|July 6, 2009, 10:39 am|
Solar Stocks: Barclays Warns Q2 Results Could Disappoint
Posted by Eric Savitz
After a 70% rally off the March low, it might be time to get more cautious on the solar stocks.
At least, that is the advice this morning from Barclays Capital analyst Vishal Shah. He thinks the recent rally makes the stocks less attractive headed into Q2 earnings season, and advises taking a “selective approach.” In connection with the broader call, he cut price targets on Energy Conversion Devices (ENER), First Solar (FSLR), Suntech (STP) and Yingli (YGE).
The bottom line, Shah writes, is that he sees downside risk to shipments, margins and operating expense assumptions, which could drive valuations lower. He cites the following risk factors for the group:
•Germany concentration risk is increasing, with 50%-75% of shipments to Germany.
•Q3 is likely the peak for industry shipment as the German market is likely to be seasonally weak in Q4 and Q1, while new China and U.S. subsidy programs not likely to offset German market declines.
•Street consensus estimates modeling stable margins through second half and 2010 on lower poly prices; but he says rate of poly price declines are decelerating. He sees ASPs falling faster than cost reductions, resulting margin pressure starting in Q1 2010.
•Street 2010 estimates on average modeling 40% revenue growth on 110% EPS growth with relatively flat margins. He thinks Street estimates on costs are too low.
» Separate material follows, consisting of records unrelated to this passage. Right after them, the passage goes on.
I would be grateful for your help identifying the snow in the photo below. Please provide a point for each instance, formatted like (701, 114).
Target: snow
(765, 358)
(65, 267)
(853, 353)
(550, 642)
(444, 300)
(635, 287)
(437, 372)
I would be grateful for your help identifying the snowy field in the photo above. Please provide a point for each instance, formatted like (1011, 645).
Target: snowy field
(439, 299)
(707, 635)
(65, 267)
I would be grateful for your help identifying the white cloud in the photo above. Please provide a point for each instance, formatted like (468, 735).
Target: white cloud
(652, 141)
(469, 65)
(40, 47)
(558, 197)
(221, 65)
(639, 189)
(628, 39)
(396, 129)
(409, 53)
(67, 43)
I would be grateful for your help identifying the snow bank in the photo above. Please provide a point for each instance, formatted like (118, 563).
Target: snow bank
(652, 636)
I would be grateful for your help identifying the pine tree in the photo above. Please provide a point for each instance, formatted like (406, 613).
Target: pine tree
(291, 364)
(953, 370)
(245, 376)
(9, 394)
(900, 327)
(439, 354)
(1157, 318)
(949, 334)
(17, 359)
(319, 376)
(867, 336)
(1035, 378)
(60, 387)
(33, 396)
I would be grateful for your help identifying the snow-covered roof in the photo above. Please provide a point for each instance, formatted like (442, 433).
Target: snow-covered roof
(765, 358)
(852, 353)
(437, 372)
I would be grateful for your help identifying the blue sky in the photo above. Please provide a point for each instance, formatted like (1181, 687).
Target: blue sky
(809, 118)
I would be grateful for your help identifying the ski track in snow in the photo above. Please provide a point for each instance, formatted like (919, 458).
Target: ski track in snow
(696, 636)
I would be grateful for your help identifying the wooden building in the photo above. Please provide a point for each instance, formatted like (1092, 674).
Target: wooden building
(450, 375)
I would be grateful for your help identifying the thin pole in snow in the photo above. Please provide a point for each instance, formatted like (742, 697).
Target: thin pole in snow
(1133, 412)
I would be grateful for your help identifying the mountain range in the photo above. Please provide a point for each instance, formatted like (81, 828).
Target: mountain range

•Receivables risk is increasing, with more potential for customer insolvency.
•Recent rally fueled largely by multiple expansion
•Checks find some installers selling branded modules below purchase price to manage working capital. “Excess pricing pressure” has driven spot prices of FSLR module ASPS to the contract level.
•Inventory of low-cost modules remains high.
Here are a few details on his individual stock calls:
•Energy Conversion Devices: Target to $13, from $17. 2009 EPS estimate to 57 cents, from 58 cents. 2010 estimate to 12 cents, from 75 cents. “Although pipeline appears to be strong, continued large project pushouts and inability of customers to secure adequate financing is likely to impact shipments over the next few quarters,” he writes. Rating remains Equal Weight.
•First Solar: Target to $175, from $190. No estimate changes. He writes that channel inventory remains a problem due to the challenging financing environment and weak demand from German wholesale segment, but that issues on competitive pricing appears to be already reflected in the stock price. Rating stays Equal Weight.
•Suntech: Target to $16, from $17.50. Rating remains Equal weight. “Shipments are currently tracking down sequentially” for the fourth quarter, he writes, with the risk of steeper than expected ASP declines increasing.
•Yingli: Target to $16.50, from $18. Keeps Overweight rating. “Checks suggest module players are offering floating price contracts with 180-day price protection to gain share,” he writes. “Given the sharp decline in module prices since Q1, we believe risks of receivables write-down has increased significantly.”
In today’s trading:
•ENER Is down $1.24, or 8.2%, to $13.82.
•FSLR is down $6.82, or 4.4%, to $147.38.
•STP is down $1.41, or 7.7%, to $16.96.
•YGE is down $1.23, or 8.9%, to $12.63.